Ok, first up these are not my photos, I had to steal them from the website due to within a few minutes of moving into the apartment it looked like a rock band and its entourage was staying there, yep, the place was a mess.

Now I needed to rent a 1 bed apartment in Bangkok for a while and with my fantastic limited knowledge of Bangkok decided to look on the net, here I found sivalaiplace.com, got to admit I didn't realise it was so out of the way, seems to be on a housing house estate so you need to send the security guard out to get you a taxi every time you want to go out, this is a bit of a pain and I am pretty sure they put a surcharge on it, anyway this place is great if you brought your own car, covered parking and everything else you need.

The 1 bedroom apartment was I think around 30k baht for the month, nicely furnished, 2 air-cons. nicely fitted out kitchenette and bathroom, all in all can only fault its location, has a swimming pool and tennis courts and everything is really really clean.







168 Isaraphab soi 33, Isaraphab road, Thra Pra, Bangkok-Yai

----------


## Chairman Mao

Looks pretty poor for 30k p/m.

----------


## Satonic

That's ridiculously overpriced at 30k.

----------


## klong toey

This is the going rate for a mid range condo.
Monterey Place Condo for Rent in Bangkok, Sukhumvit 16
http://bangkokcityproperties.com/ind...emid=1&id=1238

----------


## Begbie

^Obviously having a bit of trouble letting, odd as it right next to Queen Sirikit Convention Centre MRT not Asok. Maybe the washing machine in the bathroom is a deal killer.

----------


## Satonic

You can get a condo, 1 bed, equal to or even nicer than the one mentioned in the OP for 15-20k and that's lower to mid Sukhumvit. Going out towards on nut make that 10-15k. Head out to Lad Phrao or Ratchada etc 8 - 14k.

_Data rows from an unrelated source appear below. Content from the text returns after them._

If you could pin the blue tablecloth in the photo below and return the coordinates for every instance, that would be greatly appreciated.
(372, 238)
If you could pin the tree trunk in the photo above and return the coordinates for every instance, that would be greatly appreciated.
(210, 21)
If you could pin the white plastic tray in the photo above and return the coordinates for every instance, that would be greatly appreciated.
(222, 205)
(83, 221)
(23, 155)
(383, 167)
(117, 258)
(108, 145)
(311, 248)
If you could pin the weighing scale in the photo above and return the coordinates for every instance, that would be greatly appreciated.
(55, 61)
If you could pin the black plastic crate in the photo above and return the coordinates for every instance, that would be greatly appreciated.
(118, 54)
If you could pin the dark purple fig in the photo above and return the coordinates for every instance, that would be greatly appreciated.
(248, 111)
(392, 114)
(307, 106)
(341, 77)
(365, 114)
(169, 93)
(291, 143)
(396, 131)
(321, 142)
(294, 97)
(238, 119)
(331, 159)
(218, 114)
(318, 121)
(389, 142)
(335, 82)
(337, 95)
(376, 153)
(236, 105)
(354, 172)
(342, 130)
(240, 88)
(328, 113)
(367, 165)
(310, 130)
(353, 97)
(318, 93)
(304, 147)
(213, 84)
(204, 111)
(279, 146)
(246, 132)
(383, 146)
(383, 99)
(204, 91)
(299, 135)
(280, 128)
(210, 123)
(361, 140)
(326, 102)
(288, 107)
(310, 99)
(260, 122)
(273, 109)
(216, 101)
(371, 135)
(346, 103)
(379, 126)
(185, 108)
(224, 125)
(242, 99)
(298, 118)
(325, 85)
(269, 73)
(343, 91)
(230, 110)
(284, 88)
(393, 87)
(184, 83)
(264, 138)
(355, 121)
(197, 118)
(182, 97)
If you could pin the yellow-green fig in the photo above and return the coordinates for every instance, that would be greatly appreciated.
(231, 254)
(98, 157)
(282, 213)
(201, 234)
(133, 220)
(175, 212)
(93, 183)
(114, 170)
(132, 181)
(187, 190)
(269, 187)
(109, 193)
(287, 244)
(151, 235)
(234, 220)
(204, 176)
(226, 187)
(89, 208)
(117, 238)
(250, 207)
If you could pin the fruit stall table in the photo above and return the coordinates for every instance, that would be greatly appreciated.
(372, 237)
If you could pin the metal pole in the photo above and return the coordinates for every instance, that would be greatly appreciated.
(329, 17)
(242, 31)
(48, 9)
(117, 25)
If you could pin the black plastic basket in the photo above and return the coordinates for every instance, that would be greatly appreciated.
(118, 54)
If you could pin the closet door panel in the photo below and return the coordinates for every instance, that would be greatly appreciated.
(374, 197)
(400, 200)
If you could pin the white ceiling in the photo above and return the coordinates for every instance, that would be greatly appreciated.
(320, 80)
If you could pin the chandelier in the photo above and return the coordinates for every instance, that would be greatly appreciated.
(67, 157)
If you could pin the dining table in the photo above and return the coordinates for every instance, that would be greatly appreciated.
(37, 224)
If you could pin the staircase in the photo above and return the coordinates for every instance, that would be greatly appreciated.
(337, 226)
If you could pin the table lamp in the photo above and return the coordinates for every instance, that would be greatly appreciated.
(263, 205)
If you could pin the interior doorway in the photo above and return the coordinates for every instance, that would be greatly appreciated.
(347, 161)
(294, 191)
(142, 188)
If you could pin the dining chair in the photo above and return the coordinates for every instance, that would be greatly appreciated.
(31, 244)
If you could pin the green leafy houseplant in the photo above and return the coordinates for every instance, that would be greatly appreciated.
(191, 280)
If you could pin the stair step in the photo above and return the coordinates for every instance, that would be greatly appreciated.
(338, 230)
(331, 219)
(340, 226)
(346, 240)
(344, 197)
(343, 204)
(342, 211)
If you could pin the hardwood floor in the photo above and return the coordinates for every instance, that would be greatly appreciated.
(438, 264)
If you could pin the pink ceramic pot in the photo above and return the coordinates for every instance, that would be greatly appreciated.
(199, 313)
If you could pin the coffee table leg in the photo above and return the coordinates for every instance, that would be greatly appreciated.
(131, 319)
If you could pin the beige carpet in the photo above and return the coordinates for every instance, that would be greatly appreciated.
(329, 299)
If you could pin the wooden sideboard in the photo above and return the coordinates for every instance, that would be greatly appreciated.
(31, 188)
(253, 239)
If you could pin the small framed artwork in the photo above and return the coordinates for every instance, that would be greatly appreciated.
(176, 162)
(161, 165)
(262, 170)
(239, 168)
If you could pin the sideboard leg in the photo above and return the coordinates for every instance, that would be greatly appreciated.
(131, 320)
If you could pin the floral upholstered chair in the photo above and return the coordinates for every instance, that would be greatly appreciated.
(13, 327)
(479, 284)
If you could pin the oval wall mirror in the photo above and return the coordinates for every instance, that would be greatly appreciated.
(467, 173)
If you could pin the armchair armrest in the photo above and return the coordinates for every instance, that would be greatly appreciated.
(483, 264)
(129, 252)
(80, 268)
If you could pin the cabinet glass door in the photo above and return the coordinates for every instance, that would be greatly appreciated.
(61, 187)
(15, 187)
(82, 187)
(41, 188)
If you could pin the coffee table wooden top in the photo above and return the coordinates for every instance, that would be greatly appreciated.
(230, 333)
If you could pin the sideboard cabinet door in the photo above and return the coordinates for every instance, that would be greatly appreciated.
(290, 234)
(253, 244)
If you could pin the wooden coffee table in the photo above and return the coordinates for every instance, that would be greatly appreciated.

Edit - I will add that is by searching and navigating Thai websites. For example http://www.ddproperty.com/

----------


## Dillinger

Youve been done over like a kipper. You can get 3 studios right next to th BTS for that dough, with televisions in them too

----------


## Begbie

> Youve been done over like a kipper. You can get 3 studios right next to th BTS for that dough, with televisions in them too


Lets be fair, if it was short term, say for only one month, then you'd expect to pay about three times the normal rent.

----------


## Dillinger

You can get a really nice serviced appartment with lush carpets, bath, big LCD and in a better location for 30k a month

----------


## Gerbil

For fuck's sake Dog! You run a forum full of expats (and scumbags) living in Bangkok, didn't you think to read the fucking board? (or post for suggestions)

Edit: Whoops. Uhhmmm... this isn't a disguised advertorial for them is it?  :bunny3:

----------


## klong toey

> ^Obviously having a bit of trouble letting, odd as it right next to Queen Sirikit Convention Centre MRT not Asok. Maybe the washing machine in the bathroom is a deal killer.


I know its 2 minutes Thai walking speed to the MRT,motorbike taxi outside good views  rent has always been fairly cheap there for the area.

----------